[Corpora-List] Extracting only editorial content from a HTML page

Tue Aug 9 20:59:01 UTC 2005

Take this warning seriously.  Tidy is designed as an HTML checker, and
its ability to outputs content sans JSP and tags is a side benefit.
Because it is an HTML checker, it will refuse to output the content if
the HTML is bad (or if Tidy hasn't caught up to some new HTML idiom).

We used to use Tidy for this purpose and no longer do.

Max Copperman
Knova Software, Inc.

-----Original Message-----
From: owner-corpora at lists.uib.no [mailto:owner-corpora at lists.uib.no] On
Behalf Of Tom Emerson
Sent: Tuesday, August 09, 2005 1:24 PM
To: Lou Burnard
Cc: Rob Malouf; Helge Thomas Hellerud; corpora at uib.no
Subject: Re: [Corpora-List] Extracting only editorial content from a
HTML page

Lou Burnard writes:
> The other tool for this purpose which no-one has (so far) mentioned is

> tidy -- http://tidy.,sourceforge.net
> 
> It will take almost any html and turn it into something usable very 
> fast; it's also very robust and there is a choice of APIs for 
> integrating it into your own production system

Just a warning to folks: while Tidy is good, it can get very confused
on bogus HTML, and will crash horribly in ways that are non-trivial to
debug.
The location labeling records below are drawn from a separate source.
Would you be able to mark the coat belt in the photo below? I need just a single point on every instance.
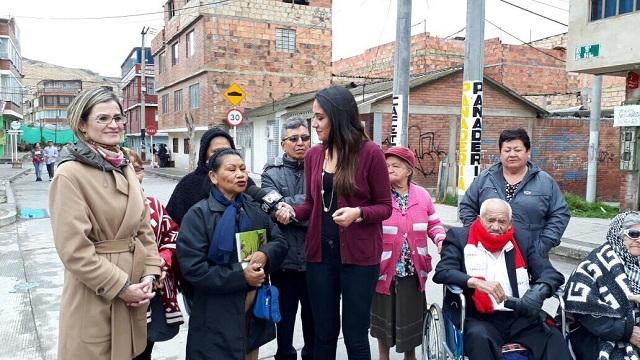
(116, 246)
(132, 245)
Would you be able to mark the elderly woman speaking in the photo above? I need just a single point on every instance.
(598, 292)
(399, 303)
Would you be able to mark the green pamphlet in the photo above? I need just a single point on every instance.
(249, 242)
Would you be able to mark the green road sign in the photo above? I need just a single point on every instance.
(588, 51)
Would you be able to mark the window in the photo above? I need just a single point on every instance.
(286, 40)
(194, 96)
(174, 53)
(151, 86)
(190, 44)
(186, 146)
(64, 100)
(171, 9)
(601, 9)
(165, 103)
(177, 100)
(174, 147)
(162, 65)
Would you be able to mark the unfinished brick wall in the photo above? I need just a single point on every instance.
(235, 43)
(559, 145)
(541, 78)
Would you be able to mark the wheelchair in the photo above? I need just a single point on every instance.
(442, 331)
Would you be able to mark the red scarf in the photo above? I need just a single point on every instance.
(493, 243)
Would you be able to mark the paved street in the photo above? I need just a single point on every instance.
(31, 282)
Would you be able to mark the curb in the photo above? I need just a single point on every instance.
(9, 209)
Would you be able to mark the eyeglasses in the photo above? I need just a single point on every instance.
(106, 120)
(632, 233)
(295, 138)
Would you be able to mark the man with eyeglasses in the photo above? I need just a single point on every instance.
(286, 176)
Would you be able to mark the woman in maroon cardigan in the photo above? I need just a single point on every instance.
(347, 198)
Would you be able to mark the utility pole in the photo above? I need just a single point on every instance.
(471, 109)
(143, 91)
(594, 138)
(402, 58)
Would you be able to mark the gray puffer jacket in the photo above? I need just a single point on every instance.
(540, 211)
(286, 176)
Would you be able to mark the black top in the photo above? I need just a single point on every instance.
(330, 232)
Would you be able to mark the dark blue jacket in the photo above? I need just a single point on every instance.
(217, 326)
(540, 211)
(286, 176)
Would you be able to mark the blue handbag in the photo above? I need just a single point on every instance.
(267, 306)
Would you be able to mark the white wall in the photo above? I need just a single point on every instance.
(619, 45)
(260, 144)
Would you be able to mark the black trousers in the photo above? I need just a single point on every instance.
(50, 169)
(484, 337)
(293, 290)
(327, 282)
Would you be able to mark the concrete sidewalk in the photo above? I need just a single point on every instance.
(581, 236)
(8, 212)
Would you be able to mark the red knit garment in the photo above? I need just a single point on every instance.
(493, 243)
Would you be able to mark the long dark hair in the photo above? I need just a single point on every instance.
(346, 135)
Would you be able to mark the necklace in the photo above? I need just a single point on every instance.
(324, 206)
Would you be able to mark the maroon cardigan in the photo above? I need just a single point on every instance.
(360, 243)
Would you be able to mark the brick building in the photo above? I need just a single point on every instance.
(131, 89)
(559, 145)
(51, 100)
(536, 72)
(270, 48)
(11, 89)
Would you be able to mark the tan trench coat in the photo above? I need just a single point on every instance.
(87, 206)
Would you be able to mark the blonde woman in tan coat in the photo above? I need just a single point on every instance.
(103, 236)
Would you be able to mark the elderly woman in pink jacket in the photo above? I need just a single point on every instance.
(398, 306)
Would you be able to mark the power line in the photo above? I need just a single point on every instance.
(534, 13)
(523, 42)
(375, 58)
(550, 5)
(119, 16)
(455, 33)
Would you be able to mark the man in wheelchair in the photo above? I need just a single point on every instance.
(490, 265)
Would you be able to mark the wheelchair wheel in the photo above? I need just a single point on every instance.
(433, 335)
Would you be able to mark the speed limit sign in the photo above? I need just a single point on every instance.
(234, 117)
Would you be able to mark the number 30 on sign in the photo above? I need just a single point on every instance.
(234, 117)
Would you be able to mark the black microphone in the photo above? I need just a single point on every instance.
(268, 200)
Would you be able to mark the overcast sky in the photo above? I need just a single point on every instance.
(101, 45)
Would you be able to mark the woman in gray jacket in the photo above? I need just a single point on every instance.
(540, 211)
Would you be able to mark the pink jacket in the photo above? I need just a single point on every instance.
(420, 222)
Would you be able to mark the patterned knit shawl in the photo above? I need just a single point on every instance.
(631, 263)
(600, 285)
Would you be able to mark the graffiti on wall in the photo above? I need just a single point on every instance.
(428, 152)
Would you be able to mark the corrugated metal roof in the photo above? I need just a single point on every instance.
(372, 92)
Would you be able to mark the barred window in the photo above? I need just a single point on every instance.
(177, 100)
(190, 44)
(286, 40)
(194, 96)
(601, 9)
(165, 103)
(174, 146)
(174, 54)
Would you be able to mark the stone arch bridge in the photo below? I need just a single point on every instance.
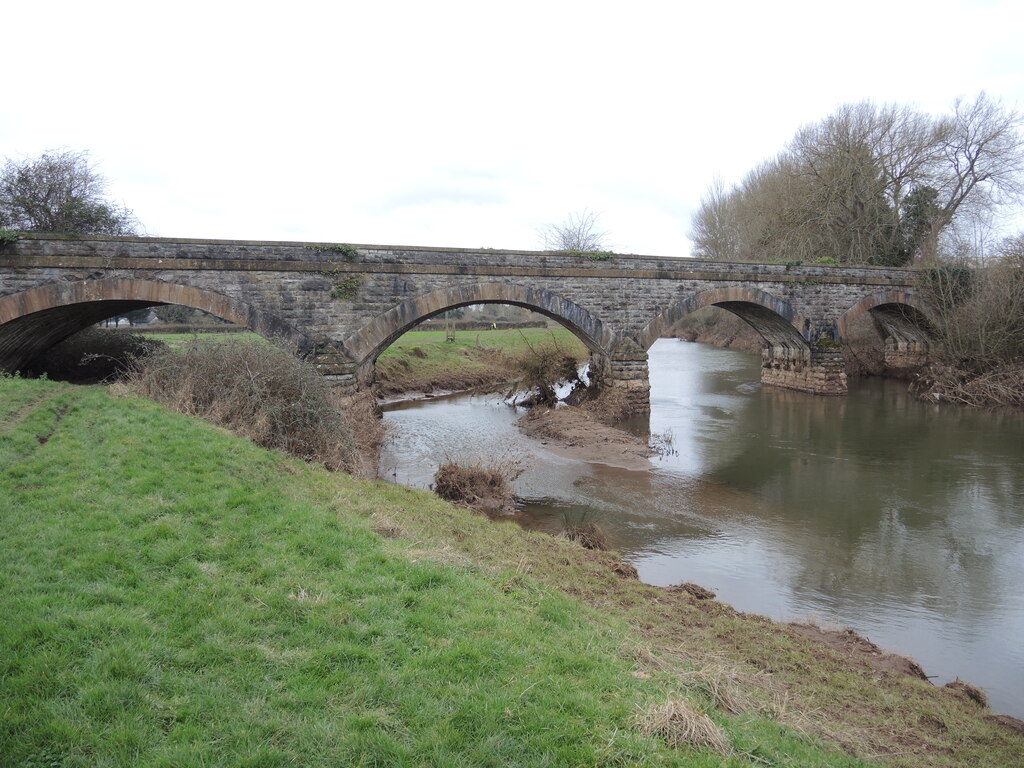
(342, 305)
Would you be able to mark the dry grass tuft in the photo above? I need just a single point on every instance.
(678, 724)
(588, 535)
(386, 527)
(481, 486)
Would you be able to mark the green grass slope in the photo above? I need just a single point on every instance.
(173, 596)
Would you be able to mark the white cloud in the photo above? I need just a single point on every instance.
(466, 124)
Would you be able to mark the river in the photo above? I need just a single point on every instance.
(900, 519)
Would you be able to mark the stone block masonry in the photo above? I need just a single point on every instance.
(342, 305)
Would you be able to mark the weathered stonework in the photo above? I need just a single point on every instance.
(342, 306)
(816, 371)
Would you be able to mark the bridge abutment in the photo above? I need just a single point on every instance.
(339, 371)
(814, 371)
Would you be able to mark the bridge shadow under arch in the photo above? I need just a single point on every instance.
(33, 321)
(898, 314)
(774, 318)
(366, 345)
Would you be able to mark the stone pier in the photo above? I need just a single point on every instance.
(815, 371)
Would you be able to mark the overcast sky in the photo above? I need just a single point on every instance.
(466, 123)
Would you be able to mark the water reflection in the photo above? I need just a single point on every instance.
(901, 519)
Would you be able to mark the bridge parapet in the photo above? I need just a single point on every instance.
(344, 304)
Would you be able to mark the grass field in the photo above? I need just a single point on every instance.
(174, 596)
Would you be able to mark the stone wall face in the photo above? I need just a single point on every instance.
(818, 372)
(349, 302)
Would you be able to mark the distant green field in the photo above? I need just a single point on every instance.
(179, 340)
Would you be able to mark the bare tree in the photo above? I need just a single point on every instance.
(869, 184)
(58, 192)
(579, 232)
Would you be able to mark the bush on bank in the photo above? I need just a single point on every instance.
(255, 390)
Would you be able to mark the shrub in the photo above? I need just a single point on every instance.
(93, 355)
(257, 390)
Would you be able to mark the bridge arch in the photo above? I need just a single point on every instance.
(35, 320)
(365, 345)
(773, 317)
(896, 311)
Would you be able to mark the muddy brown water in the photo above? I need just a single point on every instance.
(897, 518)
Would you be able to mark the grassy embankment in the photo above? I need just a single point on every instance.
(173, 595)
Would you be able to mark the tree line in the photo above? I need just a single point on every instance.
(885, 184)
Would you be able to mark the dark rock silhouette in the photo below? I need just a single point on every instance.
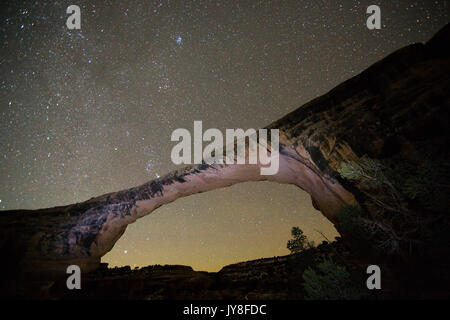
(396, 111)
I've found that pages which have bogus JavaScript embedded can
cause lots of problems, as well as pages in stranger character
encodings.

    -tree

-- 
Tom Emerson                                          Basis Technology
Corp.
Software Architect
http://www.basistech.com
 "You can't fake quality any more than you can fake a good meal."
(W.S.B.)